SARS-CoV-2 może się znaleźć na plecaku, ubraniach czy wózkach sklepowych – mówi dr hab. Piotr Rzymski z Uniwersytetu Medycznego w Poznaniu, ale zastrzega jednocześnie, że samo dotknięcie takiego przedmiotu nie oznacza zakażenia. Wirus musiałby się dostać na błony śluzowe, dlatego - podkreśla - dezynfekcja rąk to podstawa.

Ekspert w dziedzinie biologii medycznej i badań naukowych Uniwersytetu Medycznego im. Karola Marcinkowskiego w Poznaniu dr hab. Piotr Rzymski przypomina, że badania wykazały, iż powierzchnie, takie jak blaty, klamki w miejscach publicznych czy koszyki w sklepach, powinny być dezynfekowane preparatami przede wszystkim zawierającymi mocny alkohol.

Na plastiku czy na powierzchni ze stali wirus aktywny może przetrwać do 72 godzin, a według niektórych obserwacji nawet do 6-7 dni. Natomiast trzeba pamiętać, że badania wykonywano w całkowicie ustabilizowanych warunkach pod względem temperatury, wilgotności, a także, że tych powierzchni nikt nie ruszał. W normalnych warunkach ludzie często działają na nią, np. pocierając powierzchnię, przemieszczając przedmioty - a tego badania już nie uwzględniały - podkreślił.

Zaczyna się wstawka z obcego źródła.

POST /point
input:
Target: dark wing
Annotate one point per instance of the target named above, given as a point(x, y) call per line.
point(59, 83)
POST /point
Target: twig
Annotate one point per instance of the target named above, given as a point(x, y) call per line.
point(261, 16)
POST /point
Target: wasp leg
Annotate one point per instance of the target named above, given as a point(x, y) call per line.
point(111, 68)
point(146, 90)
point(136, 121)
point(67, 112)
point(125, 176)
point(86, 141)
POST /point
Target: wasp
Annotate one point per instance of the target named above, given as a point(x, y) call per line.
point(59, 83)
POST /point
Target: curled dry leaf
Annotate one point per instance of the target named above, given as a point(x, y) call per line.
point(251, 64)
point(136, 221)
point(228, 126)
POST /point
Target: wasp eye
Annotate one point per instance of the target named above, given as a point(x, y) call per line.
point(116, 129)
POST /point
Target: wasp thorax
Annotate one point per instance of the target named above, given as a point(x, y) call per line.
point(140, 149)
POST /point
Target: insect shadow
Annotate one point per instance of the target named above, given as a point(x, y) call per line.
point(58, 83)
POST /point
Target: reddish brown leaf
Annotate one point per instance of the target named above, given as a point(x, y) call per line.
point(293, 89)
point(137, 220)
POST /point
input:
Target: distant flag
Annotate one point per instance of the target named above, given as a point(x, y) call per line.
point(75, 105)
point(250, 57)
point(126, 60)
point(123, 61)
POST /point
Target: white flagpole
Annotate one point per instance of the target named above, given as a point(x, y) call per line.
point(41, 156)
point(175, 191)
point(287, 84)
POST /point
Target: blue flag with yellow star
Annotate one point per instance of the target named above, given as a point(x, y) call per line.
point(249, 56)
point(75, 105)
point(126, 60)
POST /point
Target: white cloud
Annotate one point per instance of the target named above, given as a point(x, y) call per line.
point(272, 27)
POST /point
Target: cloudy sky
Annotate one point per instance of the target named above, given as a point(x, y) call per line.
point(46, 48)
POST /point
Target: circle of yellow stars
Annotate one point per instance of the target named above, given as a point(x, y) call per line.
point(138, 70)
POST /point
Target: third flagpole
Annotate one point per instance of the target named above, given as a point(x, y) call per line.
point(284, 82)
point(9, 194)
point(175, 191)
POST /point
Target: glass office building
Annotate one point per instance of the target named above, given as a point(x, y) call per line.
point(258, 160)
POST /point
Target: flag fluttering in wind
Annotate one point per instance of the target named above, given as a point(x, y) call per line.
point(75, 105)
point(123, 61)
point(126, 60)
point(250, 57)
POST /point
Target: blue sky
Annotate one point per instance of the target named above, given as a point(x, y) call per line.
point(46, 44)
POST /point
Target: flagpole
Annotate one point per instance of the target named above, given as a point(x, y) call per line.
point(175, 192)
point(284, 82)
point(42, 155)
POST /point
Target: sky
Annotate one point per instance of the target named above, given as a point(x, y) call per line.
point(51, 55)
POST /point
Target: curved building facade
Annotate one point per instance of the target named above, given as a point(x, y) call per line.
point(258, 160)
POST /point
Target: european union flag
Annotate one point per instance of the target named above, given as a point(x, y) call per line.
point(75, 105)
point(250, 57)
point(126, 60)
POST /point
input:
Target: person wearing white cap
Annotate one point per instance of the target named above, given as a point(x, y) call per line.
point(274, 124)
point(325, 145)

Rzymski podkreśla, jak ważna jest dezynfekcja powierzchni w miejscach publicznych i miejscach pracy, a my powinniśmy regularnie dbać o higienę rąk.

Naukowcy - jak poinformował dr Rzymski, zbadali ponadto, że na papierze kartonowym zdolność przetrwania koronawirusa w warunkach ustabilizowanych wynosi do 24 godzin. W praktyce, w prawdziwym środowisku, można przyjąć, że ten okres będzie krótszy - wskazał.

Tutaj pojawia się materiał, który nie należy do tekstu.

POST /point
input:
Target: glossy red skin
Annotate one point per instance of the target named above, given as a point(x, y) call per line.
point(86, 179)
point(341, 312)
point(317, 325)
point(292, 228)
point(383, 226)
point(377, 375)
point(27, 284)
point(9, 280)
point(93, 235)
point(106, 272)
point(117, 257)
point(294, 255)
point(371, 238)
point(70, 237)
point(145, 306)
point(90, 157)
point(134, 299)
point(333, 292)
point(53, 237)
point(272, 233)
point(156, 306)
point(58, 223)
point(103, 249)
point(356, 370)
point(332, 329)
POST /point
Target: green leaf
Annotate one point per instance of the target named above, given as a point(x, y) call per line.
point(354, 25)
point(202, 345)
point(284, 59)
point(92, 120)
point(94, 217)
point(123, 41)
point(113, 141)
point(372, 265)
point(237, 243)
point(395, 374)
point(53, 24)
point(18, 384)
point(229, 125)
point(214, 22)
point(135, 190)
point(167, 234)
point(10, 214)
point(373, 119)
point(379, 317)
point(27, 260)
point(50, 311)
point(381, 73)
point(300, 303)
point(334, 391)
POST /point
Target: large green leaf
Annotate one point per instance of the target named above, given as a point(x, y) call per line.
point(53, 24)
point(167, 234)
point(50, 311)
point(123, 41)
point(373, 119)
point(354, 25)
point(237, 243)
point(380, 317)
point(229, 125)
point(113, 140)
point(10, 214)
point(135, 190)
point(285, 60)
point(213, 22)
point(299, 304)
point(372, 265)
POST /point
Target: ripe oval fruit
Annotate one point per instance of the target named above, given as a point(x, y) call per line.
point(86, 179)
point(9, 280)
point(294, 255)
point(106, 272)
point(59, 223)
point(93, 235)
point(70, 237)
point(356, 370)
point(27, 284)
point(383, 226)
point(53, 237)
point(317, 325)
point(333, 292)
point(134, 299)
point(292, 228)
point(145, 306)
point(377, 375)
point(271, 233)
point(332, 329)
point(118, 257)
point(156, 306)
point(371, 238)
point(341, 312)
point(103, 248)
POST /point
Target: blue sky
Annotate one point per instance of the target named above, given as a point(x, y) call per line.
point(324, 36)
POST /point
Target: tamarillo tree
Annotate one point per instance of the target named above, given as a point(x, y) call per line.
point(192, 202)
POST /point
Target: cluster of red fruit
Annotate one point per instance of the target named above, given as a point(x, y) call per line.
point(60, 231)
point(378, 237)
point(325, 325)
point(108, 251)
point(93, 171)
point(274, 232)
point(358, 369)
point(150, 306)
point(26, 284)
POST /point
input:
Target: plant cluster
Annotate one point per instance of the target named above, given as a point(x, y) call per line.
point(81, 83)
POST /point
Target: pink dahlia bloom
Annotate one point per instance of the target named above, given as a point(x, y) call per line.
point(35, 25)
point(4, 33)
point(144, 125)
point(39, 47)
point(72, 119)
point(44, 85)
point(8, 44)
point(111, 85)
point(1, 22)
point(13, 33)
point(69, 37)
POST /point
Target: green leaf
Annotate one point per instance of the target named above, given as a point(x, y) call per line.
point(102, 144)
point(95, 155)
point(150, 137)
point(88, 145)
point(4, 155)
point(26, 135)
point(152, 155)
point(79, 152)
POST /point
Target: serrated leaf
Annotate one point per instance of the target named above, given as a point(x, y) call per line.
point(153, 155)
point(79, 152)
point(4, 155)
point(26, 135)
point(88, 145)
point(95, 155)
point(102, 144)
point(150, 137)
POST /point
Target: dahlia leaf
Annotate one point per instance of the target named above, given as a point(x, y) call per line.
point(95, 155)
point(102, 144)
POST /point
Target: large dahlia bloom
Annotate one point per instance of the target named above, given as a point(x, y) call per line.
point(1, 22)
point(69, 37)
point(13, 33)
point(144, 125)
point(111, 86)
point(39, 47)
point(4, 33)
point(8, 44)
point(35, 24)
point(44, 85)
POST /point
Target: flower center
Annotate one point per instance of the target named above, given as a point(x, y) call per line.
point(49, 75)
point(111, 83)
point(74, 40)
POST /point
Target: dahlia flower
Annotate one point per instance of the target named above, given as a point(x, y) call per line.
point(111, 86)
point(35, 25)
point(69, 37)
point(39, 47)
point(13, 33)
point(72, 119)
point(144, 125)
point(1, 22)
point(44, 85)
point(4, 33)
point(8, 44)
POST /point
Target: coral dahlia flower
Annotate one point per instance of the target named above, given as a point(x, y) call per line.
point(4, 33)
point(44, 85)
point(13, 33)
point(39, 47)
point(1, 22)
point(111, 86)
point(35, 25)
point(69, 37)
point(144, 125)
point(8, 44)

Wiele osób ma wątpliwości, czy wirus mógłby być obecny na ich odzieży i czy w związku z tym mogłaby ona stać się źródłem zakażenia. Badania przetrwania wirusa na tkaninach wskazują, że zakaźny koronawirus może na nich przetrwać nawet do dwóch dni. Trzeba jednak zwrócić uwagę na bardzo ważną rzecz - wirus przenosi się przede wszystkim przez aerozole, przez krople wydobywające się z naszych ust. Jeżeli mamy kontakt z osobą zakażoną, to żeby doszło do zakażenia, wirus musi zostać przeniesiony na błony śluzowe - najczęściej dochodzi do tego bezpośrednio, przy bliskim kontakcie i niezasłoniętych ustach i nosie - mówił.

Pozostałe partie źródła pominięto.